Entre los estudiosos
actuales, lo “impuro” (pongamos Vivaldi
y la cumbia, por ejemplo) no asusta a nadie, está de moda incluso, y los más avezados se llenan la boca con sus
elogios a las estéticas de la mezcla, de lo diverso, de lo múltiple, por lo
cual Leonardo Favio puede ser un objeto de culto y presidir con algunos de sus
films y con su vida entera el panteón de la libertad de la mezcla. Pero estas
especulaciones teóricas no tienen importancia ya que no están confrontadas en
ninguna experiencia de vida, no están sostenidas en una vida a la altura de esa
libertad y, según parece que van las cosas, dentro de poco habrá muchos libros
o muchos cuadros o muchas películas, pero ninguna existencia para vivir esa
impureza brutal que es la vida y, no juzgarla, afirmarla y, aún, crearla, como
ha hecho Leonardo Favio.
Una vez un madrileño me dijo que
había estado en Méjico y que todo le había resultado medio fuerte. “Méjico es
mucho Méjico”, agregó. Me dio mucha risa esa frase y cuando me puse a escribir
sobre Favio la frase volvía, insistía: “Favio es mucho Favio”, mientras
recordaba que él había inspirado algunas de mis modestas fotos art, ésas que
constituyen mi vida y no figuran acá. Me animo a confesar una. En el año 70 y
pico me casé en Santa Fe siendo muy joven, por Iglesia, de largo, todo muy formal aunque no habíamos comprado
los muebles antes.
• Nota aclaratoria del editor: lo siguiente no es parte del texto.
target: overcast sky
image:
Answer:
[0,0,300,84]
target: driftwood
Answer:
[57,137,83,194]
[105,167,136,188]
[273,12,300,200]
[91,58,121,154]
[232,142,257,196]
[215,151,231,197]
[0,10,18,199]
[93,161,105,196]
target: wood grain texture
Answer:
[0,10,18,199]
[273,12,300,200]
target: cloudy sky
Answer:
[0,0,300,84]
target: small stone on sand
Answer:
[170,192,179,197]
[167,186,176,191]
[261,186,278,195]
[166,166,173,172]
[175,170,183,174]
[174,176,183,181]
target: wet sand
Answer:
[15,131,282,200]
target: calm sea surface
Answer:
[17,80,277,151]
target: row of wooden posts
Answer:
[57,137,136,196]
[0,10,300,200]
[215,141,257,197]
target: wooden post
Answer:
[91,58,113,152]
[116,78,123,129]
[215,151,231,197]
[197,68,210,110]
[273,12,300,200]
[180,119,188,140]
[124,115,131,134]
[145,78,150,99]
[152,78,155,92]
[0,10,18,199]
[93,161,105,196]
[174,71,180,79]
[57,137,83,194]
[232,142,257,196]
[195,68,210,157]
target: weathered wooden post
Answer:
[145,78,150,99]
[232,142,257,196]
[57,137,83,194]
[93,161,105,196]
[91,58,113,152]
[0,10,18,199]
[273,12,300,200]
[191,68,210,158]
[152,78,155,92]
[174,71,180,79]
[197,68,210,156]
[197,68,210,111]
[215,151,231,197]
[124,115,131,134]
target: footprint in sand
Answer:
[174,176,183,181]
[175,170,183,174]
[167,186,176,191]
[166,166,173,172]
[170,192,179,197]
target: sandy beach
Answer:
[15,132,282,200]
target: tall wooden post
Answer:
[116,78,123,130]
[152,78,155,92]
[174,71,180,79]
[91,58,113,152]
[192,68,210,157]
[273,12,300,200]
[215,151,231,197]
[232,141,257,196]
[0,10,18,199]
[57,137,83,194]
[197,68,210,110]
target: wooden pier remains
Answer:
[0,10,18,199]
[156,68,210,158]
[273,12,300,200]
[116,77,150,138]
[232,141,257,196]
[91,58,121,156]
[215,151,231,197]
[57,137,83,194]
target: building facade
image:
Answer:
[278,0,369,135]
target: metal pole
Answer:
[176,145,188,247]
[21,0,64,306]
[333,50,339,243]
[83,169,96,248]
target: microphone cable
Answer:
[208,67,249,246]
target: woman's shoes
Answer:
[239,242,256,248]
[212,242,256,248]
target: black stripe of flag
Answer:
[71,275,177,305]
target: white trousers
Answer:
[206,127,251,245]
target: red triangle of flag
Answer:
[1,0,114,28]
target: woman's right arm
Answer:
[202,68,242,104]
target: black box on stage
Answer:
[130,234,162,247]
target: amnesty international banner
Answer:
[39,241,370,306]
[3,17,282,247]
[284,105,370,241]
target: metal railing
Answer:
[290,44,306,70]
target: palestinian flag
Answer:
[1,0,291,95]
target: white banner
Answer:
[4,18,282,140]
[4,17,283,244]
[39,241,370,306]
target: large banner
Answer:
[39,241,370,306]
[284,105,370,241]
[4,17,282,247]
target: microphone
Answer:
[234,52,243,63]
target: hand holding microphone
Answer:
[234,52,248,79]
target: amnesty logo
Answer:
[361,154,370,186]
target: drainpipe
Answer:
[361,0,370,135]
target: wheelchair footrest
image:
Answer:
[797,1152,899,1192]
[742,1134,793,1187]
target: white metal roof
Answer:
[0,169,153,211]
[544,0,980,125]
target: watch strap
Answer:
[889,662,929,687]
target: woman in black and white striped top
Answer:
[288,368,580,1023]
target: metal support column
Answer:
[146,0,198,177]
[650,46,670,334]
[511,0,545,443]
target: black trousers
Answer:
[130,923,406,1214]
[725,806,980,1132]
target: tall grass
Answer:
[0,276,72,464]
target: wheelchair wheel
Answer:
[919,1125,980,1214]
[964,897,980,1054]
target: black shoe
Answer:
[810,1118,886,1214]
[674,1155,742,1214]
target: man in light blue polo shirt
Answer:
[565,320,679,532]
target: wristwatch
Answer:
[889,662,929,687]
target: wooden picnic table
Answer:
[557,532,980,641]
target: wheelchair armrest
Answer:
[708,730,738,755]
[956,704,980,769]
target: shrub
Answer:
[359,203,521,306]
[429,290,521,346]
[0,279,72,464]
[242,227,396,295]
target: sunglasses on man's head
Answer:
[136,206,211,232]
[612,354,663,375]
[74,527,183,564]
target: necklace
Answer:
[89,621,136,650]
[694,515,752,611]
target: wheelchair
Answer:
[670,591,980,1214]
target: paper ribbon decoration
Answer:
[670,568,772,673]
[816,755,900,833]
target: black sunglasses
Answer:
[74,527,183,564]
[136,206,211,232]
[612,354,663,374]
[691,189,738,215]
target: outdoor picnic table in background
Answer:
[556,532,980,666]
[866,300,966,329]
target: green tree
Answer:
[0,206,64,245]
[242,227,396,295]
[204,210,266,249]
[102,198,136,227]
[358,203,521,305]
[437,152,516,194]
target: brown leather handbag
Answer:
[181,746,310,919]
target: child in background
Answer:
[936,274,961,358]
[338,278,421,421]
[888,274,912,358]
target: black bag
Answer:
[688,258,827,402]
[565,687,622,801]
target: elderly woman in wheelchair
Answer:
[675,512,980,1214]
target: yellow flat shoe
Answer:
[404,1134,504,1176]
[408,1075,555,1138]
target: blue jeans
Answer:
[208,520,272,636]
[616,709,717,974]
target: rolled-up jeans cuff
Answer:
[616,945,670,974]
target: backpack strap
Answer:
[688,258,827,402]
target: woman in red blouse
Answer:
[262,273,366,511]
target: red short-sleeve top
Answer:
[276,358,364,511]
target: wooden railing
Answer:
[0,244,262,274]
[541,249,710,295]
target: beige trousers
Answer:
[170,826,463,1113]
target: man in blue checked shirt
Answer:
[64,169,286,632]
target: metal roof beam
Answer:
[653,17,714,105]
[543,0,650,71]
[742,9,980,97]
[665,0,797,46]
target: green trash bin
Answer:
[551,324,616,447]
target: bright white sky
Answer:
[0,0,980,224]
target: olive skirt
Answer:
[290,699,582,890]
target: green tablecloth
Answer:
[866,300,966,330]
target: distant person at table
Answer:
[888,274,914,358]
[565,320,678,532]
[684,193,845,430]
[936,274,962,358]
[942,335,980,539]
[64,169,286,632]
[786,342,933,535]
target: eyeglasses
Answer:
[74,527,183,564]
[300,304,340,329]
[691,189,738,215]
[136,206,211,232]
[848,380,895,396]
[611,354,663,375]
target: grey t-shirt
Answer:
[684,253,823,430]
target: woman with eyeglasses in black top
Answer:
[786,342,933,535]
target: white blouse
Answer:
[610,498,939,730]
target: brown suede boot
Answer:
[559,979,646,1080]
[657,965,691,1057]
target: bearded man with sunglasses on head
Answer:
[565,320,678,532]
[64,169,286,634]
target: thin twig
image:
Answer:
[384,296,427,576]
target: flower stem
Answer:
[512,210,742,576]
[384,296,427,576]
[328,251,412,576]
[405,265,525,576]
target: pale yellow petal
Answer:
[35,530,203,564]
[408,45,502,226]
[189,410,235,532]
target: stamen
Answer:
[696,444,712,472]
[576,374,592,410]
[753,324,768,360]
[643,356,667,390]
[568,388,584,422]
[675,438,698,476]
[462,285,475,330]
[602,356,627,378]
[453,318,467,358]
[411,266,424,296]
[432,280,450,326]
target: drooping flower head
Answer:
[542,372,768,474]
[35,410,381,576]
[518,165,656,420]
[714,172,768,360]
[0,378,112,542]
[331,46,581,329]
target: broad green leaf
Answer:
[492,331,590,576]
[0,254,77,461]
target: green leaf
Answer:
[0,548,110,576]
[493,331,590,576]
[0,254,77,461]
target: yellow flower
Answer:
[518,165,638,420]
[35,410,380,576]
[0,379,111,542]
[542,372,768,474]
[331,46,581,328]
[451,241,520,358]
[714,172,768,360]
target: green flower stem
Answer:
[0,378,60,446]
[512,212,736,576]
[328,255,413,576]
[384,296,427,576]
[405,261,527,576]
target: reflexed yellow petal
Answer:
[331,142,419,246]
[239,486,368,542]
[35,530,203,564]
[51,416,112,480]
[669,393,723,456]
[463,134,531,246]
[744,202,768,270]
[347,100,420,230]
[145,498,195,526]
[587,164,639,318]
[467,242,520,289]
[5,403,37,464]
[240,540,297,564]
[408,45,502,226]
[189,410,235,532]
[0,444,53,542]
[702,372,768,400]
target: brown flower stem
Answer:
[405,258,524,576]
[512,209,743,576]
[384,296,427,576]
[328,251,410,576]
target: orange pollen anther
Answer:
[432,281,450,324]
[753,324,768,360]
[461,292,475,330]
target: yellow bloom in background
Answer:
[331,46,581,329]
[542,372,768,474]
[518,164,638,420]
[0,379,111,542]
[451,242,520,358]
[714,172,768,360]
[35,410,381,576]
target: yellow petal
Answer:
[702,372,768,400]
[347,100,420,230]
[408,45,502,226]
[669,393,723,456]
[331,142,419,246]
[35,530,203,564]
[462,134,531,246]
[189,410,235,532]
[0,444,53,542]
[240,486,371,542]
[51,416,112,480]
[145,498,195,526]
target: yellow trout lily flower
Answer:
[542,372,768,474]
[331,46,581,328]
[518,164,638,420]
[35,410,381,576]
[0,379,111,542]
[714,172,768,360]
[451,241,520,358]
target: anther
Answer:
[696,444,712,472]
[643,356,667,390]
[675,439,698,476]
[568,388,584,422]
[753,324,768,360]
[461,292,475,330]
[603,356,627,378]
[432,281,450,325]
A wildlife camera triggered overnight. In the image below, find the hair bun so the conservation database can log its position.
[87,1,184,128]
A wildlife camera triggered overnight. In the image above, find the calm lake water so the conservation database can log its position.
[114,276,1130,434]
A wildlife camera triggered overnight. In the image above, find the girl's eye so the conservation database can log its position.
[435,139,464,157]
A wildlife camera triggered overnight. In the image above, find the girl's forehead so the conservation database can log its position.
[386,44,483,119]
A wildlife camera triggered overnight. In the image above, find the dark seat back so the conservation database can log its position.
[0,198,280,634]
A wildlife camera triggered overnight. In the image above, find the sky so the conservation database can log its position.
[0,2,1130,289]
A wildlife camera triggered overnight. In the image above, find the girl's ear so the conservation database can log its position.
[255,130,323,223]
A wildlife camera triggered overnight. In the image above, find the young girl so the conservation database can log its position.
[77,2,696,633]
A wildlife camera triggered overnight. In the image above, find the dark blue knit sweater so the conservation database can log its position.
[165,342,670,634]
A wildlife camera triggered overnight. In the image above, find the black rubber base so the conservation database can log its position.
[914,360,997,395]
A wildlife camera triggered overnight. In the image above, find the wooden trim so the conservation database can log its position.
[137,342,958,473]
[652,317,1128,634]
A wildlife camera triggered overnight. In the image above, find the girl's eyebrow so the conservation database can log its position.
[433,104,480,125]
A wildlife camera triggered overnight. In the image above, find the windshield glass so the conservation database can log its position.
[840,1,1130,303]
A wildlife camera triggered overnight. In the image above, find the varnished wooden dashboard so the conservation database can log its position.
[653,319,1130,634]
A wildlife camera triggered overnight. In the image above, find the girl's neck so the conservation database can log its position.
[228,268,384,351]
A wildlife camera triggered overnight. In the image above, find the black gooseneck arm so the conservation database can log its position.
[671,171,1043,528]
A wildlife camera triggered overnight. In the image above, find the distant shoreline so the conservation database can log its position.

Se me ocurrió –no tengo idea cómo llegué hasta ahí pero sé
que amaba esa música– pedirle a un grupo de integrantes del coro polifónico y a
un amigo pianista que, en vez de la clásica marcha nupcial, ejecutaran la música del Moreira, pese a los reparos que
ya había puesto el padre de la
Iglesia del Carmen cuando le pedí autorización. Los músicos
se lanzaron como locos y fue maravilloso. El casamiento ése terminó mal, pero
como los recuerdos se eligen, recuerdo la música del Moreira que para mí
era sinónimo de Favio y vuelven
esa libertad y esa alegría que hacen bien al Alma.
Nota: Los
dichos y anécdotas de Leonardo Favio recordados en este trabajo están tomados
de distintos reportajes al autor y tramados con
parlamentos de sus películas. Especialmente agradezco el extenso
reportaje de Adriana Schettini publicado como libro por editorial Sudamericana
con el título Pasen y vean. En cuanto a sus películas me he concentrado
especialmente en Crónica, El Aniceto y El dependiente sin dejar de recordar muchas cosas de Nazareno, Moreira, Soñar-soñar y el
Gatica.
Este texto fue publicado inicialmente en Favio. Sinfonía de un sentimiento. Malba, 2007.